Being mindful is all about being present, conscious and aware, and the practice of mindfulness itself is a huge part of wellness culture.
So, here are seven easy micro resolutions that will help you tackle the upcoming year in a mindful manner…
1. Find solitude
“While spending quality time alone may not sound ground-breaking, solitude really is the essence of holistic health,” says Sarah Jones St John, energy healer and founder of London wellness members club, Grey Wolfe. “By helping you ground yourself, it calms your nervous system down and brings your attention to whatever discomfort is currently preventing your wellbeing.
“Solitude can also be found through mindful walks in nature or taking intentional breaks from technology. Walking in natural surroundings invites us to engage our senses, observe our environment, and reconnect with the world in a peaceful, grounding way.”
2. Try meditation
“Regular meditation can be transformative for reducing stress and increasing self-awareness,” says Nicci Roscoe, holistic health and wellbeing practitioner and author of Micro Meditation: Moments Of Calm For A Happier, Healthier Life. “Start with two to five minutes a day, focusing on your breath or repeating calming affirmations like: ‘I am at peace with myself and the world’. Gradually extend your sessions as you become more comfortable.”

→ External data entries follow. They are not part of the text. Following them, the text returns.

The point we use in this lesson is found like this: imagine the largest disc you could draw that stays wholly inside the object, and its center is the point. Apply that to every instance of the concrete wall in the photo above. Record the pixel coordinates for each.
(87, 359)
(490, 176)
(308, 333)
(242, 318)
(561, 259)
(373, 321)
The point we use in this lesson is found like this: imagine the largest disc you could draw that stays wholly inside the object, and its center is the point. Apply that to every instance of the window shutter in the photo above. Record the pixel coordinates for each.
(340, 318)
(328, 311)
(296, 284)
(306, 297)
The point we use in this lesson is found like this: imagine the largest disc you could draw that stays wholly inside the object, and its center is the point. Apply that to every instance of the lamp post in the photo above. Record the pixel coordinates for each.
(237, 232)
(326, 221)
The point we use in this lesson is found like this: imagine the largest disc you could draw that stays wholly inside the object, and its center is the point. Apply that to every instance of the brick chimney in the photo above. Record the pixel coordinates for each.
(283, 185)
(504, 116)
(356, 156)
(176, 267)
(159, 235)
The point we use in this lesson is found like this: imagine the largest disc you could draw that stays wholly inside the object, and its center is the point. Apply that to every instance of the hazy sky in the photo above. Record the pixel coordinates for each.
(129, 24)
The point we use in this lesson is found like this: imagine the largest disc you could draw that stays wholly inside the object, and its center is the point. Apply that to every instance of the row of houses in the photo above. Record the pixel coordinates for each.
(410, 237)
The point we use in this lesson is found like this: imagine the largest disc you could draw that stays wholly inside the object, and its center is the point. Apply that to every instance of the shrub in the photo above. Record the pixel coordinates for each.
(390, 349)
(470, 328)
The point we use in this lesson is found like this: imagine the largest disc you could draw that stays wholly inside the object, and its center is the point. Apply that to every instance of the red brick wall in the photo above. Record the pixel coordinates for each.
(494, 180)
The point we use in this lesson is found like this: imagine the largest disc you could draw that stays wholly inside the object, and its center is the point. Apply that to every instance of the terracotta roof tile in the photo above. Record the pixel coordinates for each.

3. Keep a gratitude journal
Keeping a gratitude journal can be a great way to see the joy in small things.
“Don’t feel under pressure to record big things, aim for five small things, something like – ‘I’m grateful for the cup of tea I enjoyed this morning’ is absolutely fine, so long as it’s true,” says Penny Westona fitness, wellness and nutrition expert. “If you’re struggling to find five things to record, then be proactive and create little moments of pleasure for yourself that you’ll be able to record.”
4. Track your energy not your time
“We are so conditioned to try and fit as much in as possible to our day and often disregard how long something will actually take, and what energy sources we are working with that day,” says E.M. Austen, author of SMARTER: 10 Lessons For A More Productive And Less Stressed Life. “In tracking our energy, we can wake up at a time that suits us and set ourselves up to win by linking the task to our energy.”
5. Cold water exposure
“Finish your daily shower with cold water,” recommends Annie Davies, clinical nutritionist at Body Fabulous Health Clinic. “Start with 10-30 seconds and work up to two minutes if you can.
“Alternatively, plunging your face into a bowl of iced water (known as the mammalian dive response) switches the nervous system into the calming, parasympathetic mode (rest and digest state). Doing this regularly is well evidenced to decrease blood pressure, regulate mood and anxiety, improve energy levels and blood glucose levels.”
6. Try ‘eating the frog’
“The concept of ‘eating the frog’, popularised in a book from the early 2000s, advises tackling your most daunting task first each day,” explains Jessica Rogers, executive and leadership coach working with Intuit QuickBooks. “For example, make your financial tasks a priority each morning and you’ll find that completing them early reduces stress, and frees up your mental bandwidth for other responsibilities.
“Research from Intuit QuickBooks shows 63% of people find tasks like doing their tax returns stressful, and over half (55%) admit they procrastinate – it’s no surprise the beginning of the year can feel really overwhelming. Procrastination only increases the difficulty – address these tasks head-on and see the world of difference it makes.”
7. Eat mindfully
“Eat with intention, savouring each bite and focusing on the flavours, textures and smells of your food,” says Roscoe. “This practice not only enhances your enjoyment of meals but also helps you develop a healthier relationship with food and your body.”